The 27-year-old magazine editor in Halifax recently stumbled upon the "greyscale" mode on his device. It means there are no colours on the screen, something he credits with helping him scale back his smartphone habit.
"Somehow it just makes your phone less alluring," he told CBC's Information Morning. "When you look at it, it's just information."
A recent report by the Royal Society for Public Health in the U.K. found social media, particularly the photo-sharing app Instagram, is associated with increased feelings of depression and anxiety among young people.
Littlefair said he's not sure if turning his phone to greyscale has made him happier, but it has reduced the appeal of eye-catching apps.
"The information is still there, if you want to see a photo you can still look at it, but it's not as grabbing," he said.
David Mensinck, a psychologist and counsellor at Dalhousie University, said while there's no research on the effectiveness of greyscale in reducing smartphone addiction, it's one of several strategies that people can use to limit their dependence on devices.

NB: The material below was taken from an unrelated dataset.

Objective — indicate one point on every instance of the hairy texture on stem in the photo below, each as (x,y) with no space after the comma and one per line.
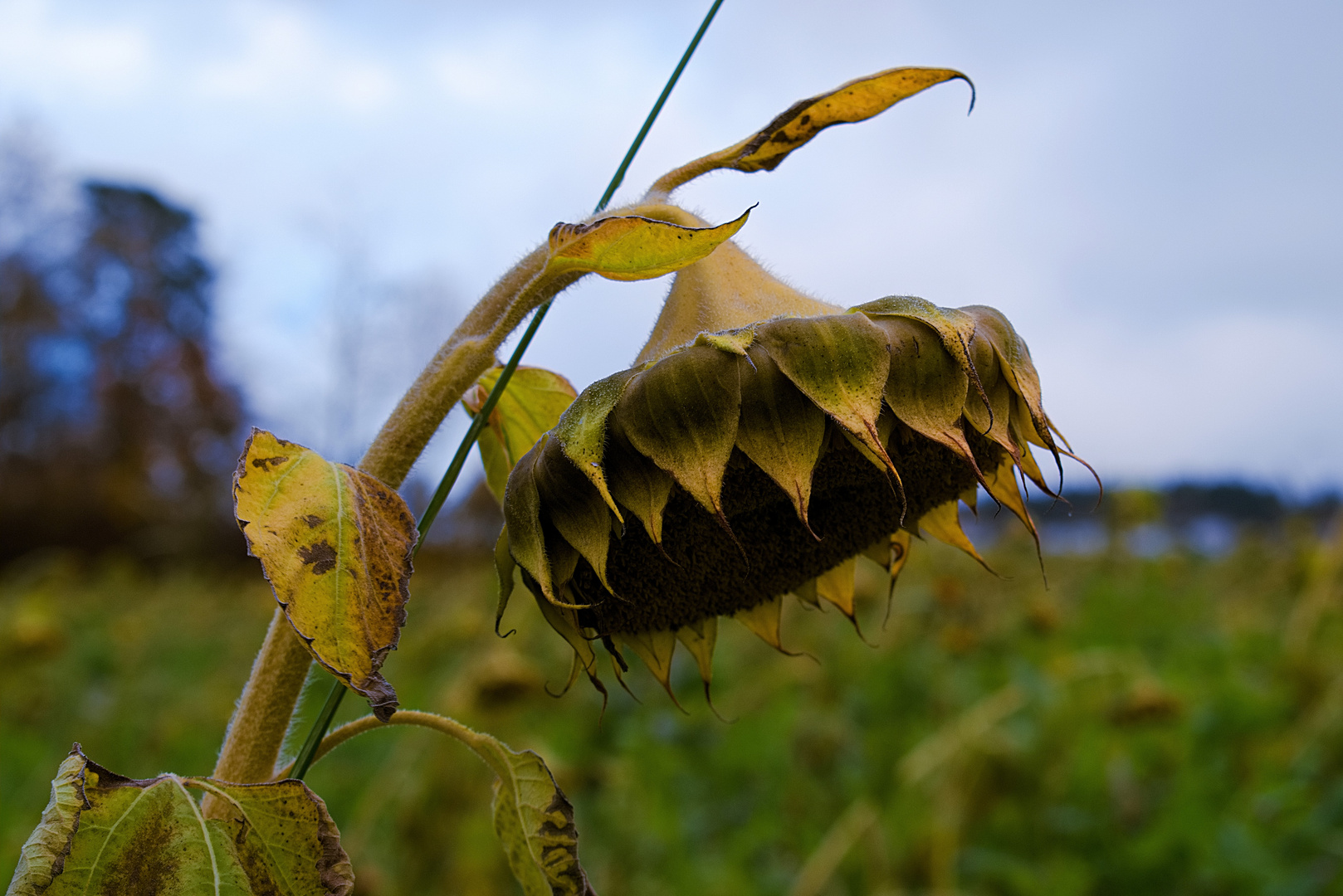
(466,353)
(258,727)
(271,694)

Others include turning off notifications, deleting social media apps, and using apps that help you track how often you check your phone.
"If all else fails, I recommend take a vacation from your smartphone and just see how you feel," he said. "Just set it away for a certain period of time, and that can be helpful."
Mensinck said one effective strategy in limiting the amount of time spent checking a smartphone is to figure out the roots of that behaviour.
"From a psychological point of view, we're finding that there are certain personal triggers that would lead to more smartphone use, like people feeling lonely, or bored, or anxious, or depressed, or stressed, and sometimes recognizing those are triggers can be very helpful."
'It feels unnatural'
Finding the greyscale mode on your phone can be tough. A good start, however, is to tap on settings, then accessibility, and search through the subsequent tabs.
For his part, Littlefair said the handful of times he's changed the settings on his phone back to colour have shown him just how distracting the brightly coloured interface can be.
"It feels unnatural to have this much color shining in your face," he said, adding other people he showed the greyscale mode to thought the idea was "awesome."
"I know four people who turned it on instantly, and I don't think any of them have turned it back off."